Вечность мига: роман двухсот авторов - стр. 17
Алевтина Брюховецкая-Вовк. «Суждения об истории» (1961)
Другой, тот же самый
Утром предстояло защищать диссертацию, защищать годы, искалеченные архивной пылью, библиотеками, кафедральной грызнёй и бессонницей.
Кабинет уже наполнил вечер, повесив за окном ущербную луну.
В детстве он мечтал стать знаменитым, как сгинувший на войне дед, знавший мировую историю лучше, чем свою. Так что завтра придётся защищать и фамильную честь.
От вспыхнувшей лампы гулливерами метнулись тени. Он зажмурился и подумал, что его собственная история бедна событиями, безразличный к сегодня, он замурован во вчера. Он носит чистое платье только потому, что избавлен от грязи. И дед, видно, втайне мечтал жить всерьёз, раз ушёл добровольцем. Судьба стучит в дверь каждого, но кто откликается на зов?
Взяв с полки книгу, он пробовал читать. И опять думал, что культура не столько учит, сколько насилует. Книга захлопнулась. «Дело случая, – теребил он рыжую бороду, – кем бы я был, сложись всё иначе?» С трудом выбравшись из кресла, он принял снотворное.
Уже раздевшись, вспомнил, что завтра ему понадобятся наличные. «Сниму утром», – отмахнулся он и, мелькнув в зеркале, подумал, что изнутри себя невозможно увидеть.
Стемнело. Уныло моросил дождь. На ступеньках он ленивой собакой сворачивался в лужи. Пустеющий зал банка заливал фиолетовый свет. «Точно в мертвецкой», – мелькнуло у него. Девушка в окошке с надписью «КАССА» пересчитывала банкноты, и пара «С» конвоировала ползущую по стеклу муху. Сбоку в кресле чьи-то короткие пальцы развернули газету. Он, точно сомнамбула, подошёл к окну – муха, жужжа, взлетела – но вместо бланка выдернул у девушки мятые купюры. И тут же всё смешалось: изумлённое лицо кассирши, рывок человека из-за газеты, холод кафельного пола, надрывный вой сирены.
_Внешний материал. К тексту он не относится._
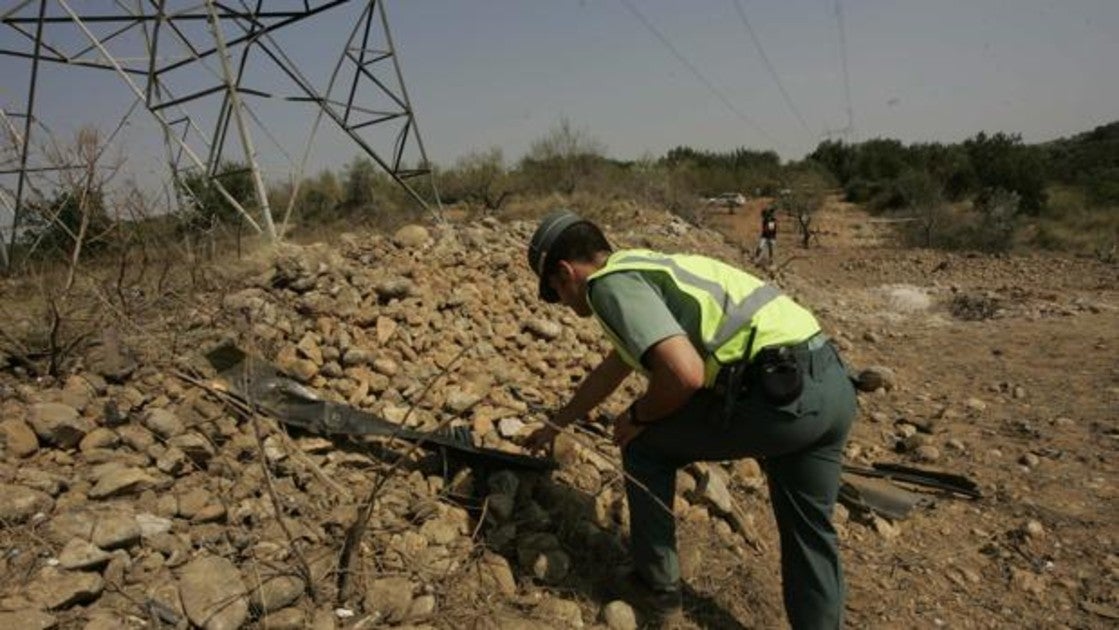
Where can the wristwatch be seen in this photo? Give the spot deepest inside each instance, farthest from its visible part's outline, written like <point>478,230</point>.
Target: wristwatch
<point>631,412</point>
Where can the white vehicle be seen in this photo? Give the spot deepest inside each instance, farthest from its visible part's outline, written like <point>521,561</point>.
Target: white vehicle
<point>730,200</point>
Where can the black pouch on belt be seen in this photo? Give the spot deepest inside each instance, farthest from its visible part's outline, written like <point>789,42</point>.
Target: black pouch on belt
<point>779,375</point>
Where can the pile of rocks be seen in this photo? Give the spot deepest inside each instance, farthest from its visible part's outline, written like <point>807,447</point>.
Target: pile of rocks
<point>146,498</point>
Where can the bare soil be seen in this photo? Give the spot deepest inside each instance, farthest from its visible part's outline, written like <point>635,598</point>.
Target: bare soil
<point>1015,366</point>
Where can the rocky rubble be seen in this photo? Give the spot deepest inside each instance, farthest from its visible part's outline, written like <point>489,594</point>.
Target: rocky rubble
<point>131,495</point>
<point>134,496</point>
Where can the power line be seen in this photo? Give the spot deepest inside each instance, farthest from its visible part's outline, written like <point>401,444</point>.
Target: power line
<point>846,74</point>
<point>696,72</point>
<point>769,66</point>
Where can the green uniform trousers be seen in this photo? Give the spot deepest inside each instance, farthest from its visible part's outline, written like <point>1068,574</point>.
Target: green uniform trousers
<point>799,447</point>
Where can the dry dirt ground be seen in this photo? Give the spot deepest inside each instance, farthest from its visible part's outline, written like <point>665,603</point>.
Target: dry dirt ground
<point>1012,366</point>
<point>141,500</point>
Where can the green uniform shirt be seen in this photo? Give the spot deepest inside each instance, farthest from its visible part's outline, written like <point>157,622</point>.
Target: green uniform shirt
<point>642,308</point>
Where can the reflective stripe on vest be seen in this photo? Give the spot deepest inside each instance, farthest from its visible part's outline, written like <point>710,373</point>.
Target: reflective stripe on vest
<point>735,316</point>
<point>730,300</point>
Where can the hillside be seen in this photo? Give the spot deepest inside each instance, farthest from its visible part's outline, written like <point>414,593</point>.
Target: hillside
<point>132,494</point>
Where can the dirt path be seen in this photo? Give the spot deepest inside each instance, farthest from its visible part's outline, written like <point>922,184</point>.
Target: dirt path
<point>1011,365</point>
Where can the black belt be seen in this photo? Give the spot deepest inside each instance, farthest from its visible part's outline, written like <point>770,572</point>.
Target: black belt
<point>799,349</point>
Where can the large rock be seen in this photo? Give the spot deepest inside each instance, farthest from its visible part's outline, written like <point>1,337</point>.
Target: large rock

А потом были наручники, обжигавший лицо дождь и тряска милицейского «козла».
Им овладело странное безразличие, которое выветрилось только в участке, куда его втолкнули, разомкнув сталь на руках:
«Ограбление банка, капитан!»
На стенах лупилась жёлтая краска, мерно жужжал пропеллер. Толстый капитан раскачивался на стуле, скрестив пальцы на животе. «Документики», – потребовал он неожиданным фальцетом. Тот, кому инкриминировали разбой, собрался было ответить, что, спускаясь под дом, паспорта не берут, но тут стриженый ёжиком крепыш, которого он поначалу не заметил, ухмыльнулся, обнажая острые зубы: «Э, да это Савелий Глов!»
Он оторопел. На миг ему почудилось, что он спит, накрывшись с головой душным одеялом.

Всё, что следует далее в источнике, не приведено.